Thereby, in this paper, we seek to explore whether Pounds’ empathy appraisal and SFL approaches have utility in coding asynchronous text messages in a health context. To that end, we conduct a pilot study to analyze a data set of messages posted by users of a telehealth coaching program. We then discuss how the findings may be used to inform optimal coaching responses to those messages.

Study Design

We coded a sample of 148 messages sent by 29 women from March 7 to June 21, 2021, on a telehealth coaching platform. The study population was an Irish cluster that belongs to an ongoing randomized trial on a telehealth coaching intervention for the prevention of gestational diabetes mellitus (GDM) and postnatal weight loss in 800 women in Australia, Ireland, the United Kingdom, and Spain (Bump2Baby and Me, protocol registration no. ACTRN12620001240932) [65]. The analyzed messages were the first 148 messages sent by the first 29 participants enrolled in the study, who had thus been in the intervention for a period between 0 and 15 weeks. Participants (users) were onboarded after a synchronous initial consultation with their health coach, and then, they received an average of 15 automated messages between enrolment and birth, which included educational material on lifestyle, well-being, and nutrition.

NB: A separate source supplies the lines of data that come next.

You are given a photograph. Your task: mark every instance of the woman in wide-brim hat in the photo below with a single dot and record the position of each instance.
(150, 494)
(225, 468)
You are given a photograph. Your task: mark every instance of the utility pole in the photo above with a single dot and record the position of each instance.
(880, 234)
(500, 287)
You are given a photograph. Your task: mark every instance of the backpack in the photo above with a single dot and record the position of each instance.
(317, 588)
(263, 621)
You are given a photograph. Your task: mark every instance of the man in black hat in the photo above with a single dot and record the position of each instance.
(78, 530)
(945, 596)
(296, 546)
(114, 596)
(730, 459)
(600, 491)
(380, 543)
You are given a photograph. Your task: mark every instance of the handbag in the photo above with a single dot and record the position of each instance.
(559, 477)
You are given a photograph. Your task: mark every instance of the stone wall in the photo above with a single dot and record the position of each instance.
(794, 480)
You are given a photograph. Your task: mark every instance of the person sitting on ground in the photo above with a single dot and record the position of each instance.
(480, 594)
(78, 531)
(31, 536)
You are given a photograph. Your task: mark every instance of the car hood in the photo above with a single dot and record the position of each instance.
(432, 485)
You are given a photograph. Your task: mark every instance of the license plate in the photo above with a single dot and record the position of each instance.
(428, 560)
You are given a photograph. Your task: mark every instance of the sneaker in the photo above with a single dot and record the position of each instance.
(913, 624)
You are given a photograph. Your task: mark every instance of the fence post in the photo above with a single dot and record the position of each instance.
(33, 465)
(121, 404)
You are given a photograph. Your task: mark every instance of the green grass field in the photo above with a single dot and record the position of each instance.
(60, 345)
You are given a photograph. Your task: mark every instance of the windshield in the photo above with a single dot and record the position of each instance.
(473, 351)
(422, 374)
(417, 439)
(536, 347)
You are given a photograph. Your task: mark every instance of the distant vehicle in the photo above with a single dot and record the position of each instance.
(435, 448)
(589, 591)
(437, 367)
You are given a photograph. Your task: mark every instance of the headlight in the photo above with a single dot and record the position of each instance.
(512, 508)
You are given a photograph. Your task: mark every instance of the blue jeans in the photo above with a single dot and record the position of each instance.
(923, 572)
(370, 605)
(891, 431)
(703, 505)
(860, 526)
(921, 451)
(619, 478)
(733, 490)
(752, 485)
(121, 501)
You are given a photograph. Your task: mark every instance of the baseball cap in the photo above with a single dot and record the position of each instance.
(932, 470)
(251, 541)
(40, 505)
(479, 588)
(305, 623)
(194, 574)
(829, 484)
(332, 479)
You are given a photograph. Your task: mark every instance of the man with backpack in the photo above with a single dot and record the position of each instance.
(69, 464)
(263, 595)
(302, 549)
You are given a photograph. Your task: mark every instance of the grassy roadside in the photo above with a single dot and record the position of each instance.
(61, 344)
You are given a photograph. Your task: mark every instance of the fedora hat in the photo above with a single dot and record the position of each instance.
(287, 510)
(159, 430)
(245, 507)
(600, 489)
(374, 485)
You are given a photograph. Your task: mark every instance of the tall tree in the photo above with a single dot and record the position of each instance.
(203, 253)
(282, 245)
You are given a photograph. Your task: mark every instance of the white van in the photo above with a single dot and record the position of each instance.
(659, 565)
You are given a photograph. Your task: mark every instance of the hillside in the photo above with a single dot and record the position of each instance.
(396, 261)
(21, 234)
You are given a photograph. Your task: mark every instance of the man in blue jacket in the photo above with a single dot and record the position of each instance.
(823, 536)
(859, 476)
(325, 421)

Users also received nonautomated messages from their coach, which accounted for an average of 4 weekly, 4 biweekly, and 3 monthly tailored messages before birth. Coach messages included comments on the users’ progress and lifestyle goals, as well as providing educational content and counseling. These communications were based on a predefined structure and a framework grounded on the BCT taxonomy [28] and the motivational interviewing approach [66]. We imported these 148 user-sent messages to NVivo 12 Plus (QSR International), a qualitative analysis software program [67], and then coded them according to the empathy appraisal [53] and SFL [54] categories explained later. Author ERV performed 2 rounds of the coding process for all categories and discussed the issues with a second coder (author HSP).

Ethical Considerations

The Bump2Baby and Me trial, where the authors are authorized researchers, is the source of the data set that was examined. Ethical approval was obtained, and all study participants provided written informed consent for the use of their data for research purposes, provided the findings were presented anonymously. Ethical approval was granted for all study sites (Dublin: National Maternity Hospital Ethics Committee ref EC18.2020; Bristol: Wales Research Ethics Committee ref 21/WA/0022; Granada: CEIM/CEI Provincial de Granada; Melbourne: Monash Health Human Research Ethics Committee ref RES-20-0000-892A). The data used in the study belongs only to the Irish arm of the study (Dublin). More information concerning these ethical considerations can be found in the published study protocol [65].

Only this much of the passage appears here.